Right from birth, kids begin to actively pick up skills and knowledge as they engage with different environments. From the social skills they learn at home to the hygiene skills taught at school, all contribute to their development. One lifelong skill that is essential and will see kids through good and bad times is knowing how to manage money.
While some schools do their bit to teach kids financial literacy, it is ultimately a parent or guardian’s responsibility to guide children with the foundational knowledge that is needed to manage finances effectively once grown up. When it comes to money, it’s never too early to start learning.
Ivan Kanyali, Regional Manager East Africa, WorldRemit, has a few tips to help Kenyan parents teach kids how to be money savvy.
1. Let’s talk money
In many Kenyan homes, parents may not want to chat about family finances in front of their children, but in order to nurture a child who’ll be in good financial shape as an adult, it’s really worth starting the conversation early – without, of course, bringing up any financial worries.
So, consider chatting with the kids from an early age about routine purchases like food, paying for education, transport, and holidays. Discuss the difference between the things you need such as food, water, heating, and the things you want – holidays, technology and clothes or shoes, like the latest trainers.
When they’re young, take them shopping at the local markets, look at the price labels and pay for items with cash, rather than paying with a seemingly ‘magic’ credit or debit card. Cash is a tangible thing – once it’s used, it’s gone.
2. Introduce them to money
As soon as your child can count, introduce them to money. Show them some Kenyan notes and coins and teach them the value of each one. If their age allows, show them other currencies as well and explain to them in a simple way why different countries have different currencies. Best of all, play some money games with them – engaging games to help them understand the value of coins, how to count money and work out change.
You can play these games online or as board games. Monopoly is an old favourite that not only gets children handling money but also teaches them the basics of investment. You can also create your own homemade games. After all, what child doesn’t love setting up and playing shop? Play and learning really can go hand in hand.
3. Get them budgeting
Whether children earn their own money with an after-school job or get gifts and pocket money from their favourite uncle, it’s worth introducing the idea of budgeting early. And make it fun!
Yes, budgeting can really be fun if you draw up a colourful chart for them to fill in. Two columns: ‘money in’ and ‘money out.
Younger children can learn to put their money in three different piggy banks or jars – money for spending, for sharing/gifting, and for saving. By budgeting, your children will begin to take more personal responsibility for managing their money.
4. Start them saving early
It’s important to teach your children that however much money they may be given or earn – they don’t need to spend it all at once. It is far better to set some goals and save for the future!
Kenyan President William Ruto recently noted that we need to build our savings culture as a country.
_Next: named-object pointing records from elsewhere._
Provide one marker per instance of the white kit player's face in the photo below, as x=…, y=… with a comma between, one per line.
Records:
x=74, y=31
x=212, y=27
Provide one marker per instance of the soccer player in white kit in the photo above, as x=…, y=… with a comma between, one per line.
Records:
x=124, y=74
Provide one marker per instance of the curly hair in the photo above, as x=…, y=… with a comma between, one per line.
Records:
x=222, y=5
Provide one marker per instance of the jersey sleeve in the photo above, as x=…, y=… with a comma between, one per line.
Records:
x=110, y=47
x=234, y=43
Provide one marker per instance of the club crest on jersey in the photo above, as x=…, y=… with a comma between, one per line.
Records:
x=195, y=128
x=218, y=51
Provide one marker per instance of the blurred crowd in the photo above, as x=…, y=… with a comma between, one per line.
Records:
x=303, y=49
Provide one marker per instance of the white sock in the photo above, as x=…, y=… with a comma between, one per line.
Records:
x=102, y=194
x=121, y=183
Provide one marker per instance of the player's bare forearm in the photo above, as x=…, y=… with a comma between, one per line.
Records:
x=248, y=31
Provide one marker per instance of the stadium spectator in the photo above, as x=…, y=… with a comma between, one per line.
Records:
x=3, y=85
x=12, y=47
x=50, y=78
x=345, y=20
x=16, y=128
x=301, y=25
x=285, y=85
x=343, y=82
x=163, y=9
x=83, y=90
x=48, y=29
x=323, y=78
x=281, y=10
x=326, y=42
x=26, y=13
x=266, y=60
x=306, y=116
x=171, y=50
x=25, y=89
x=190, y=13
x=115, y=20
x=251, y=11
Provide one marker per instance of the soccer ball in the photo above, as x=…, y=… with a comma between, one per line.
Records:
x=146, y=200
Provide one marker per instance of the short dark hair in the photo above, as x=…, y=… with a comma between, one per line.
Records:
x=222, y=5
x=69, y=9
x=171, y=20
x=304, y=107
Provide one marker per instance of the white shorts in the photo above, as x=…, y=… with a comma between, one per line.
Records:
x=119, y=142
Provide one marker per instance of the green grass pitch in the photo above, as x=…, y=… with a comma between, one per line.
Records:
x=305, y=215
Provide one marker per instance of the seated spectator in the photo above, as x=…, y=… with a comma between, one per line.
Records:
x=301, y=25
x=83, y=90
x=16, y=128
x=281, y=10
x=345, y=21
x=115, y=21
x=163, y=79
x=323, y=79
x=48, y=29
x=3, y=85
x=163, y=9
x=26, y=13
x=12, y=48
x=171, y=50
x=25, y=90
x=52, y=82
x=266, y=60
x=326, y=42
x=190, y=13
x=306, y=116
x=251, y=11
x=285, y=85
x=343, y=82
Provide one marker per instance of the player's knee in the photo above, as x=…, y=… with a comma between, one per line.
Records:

So, help them open a savings account – a digital savings account may be best. After all, our children will be doing most of their banking online in the future. The earlier you get them to manage their finances on a computer, tablet, or mobile phone, the better.
Once they have a savings account – you can look at the monthly statements with them – and explain how the account grows because of deposits and interests. Encourage your older children to put larger sums away for something they really want like a new bike or computer.
By saving, your children will learn how rewarding self-discipline and goal-setting can be.
5. Working for the things they want
When your child sets their heart on anything from a book to a bike, instead of instantly reaching for your credit card – encourage them to earn the money for themselves. No one wants work interfering with their children’s studies or play, but there are small jobs they can do to earn a little and pay for the things they want.
Young children can top up their piggy banks by doing household chores. Teens (10- to 12-year-olds) can do babysitting or gardening. And older teens can get part-time work in shops, restaurants, and holiday work in local cafes.
The benefit of this? To give them the responsibility and self-satisfaction of earning their own money and saving from a young age. In this way, they can really understand and begin to appreciate the value of money.
6. Spending, not overspending
Now comes the really fun part. Once your child has saved the right amount, they can go shopping and then spend within a budget. Of course, advise them not to overspend. But as long as they’re mature enough, it’s best to leave the purchase decisions to them. They really need to be in control of their own decisions when it comes to money.
If you help them become smart spenders, you’ll instil in them some valuable lessons about how personal choice relates to managing money.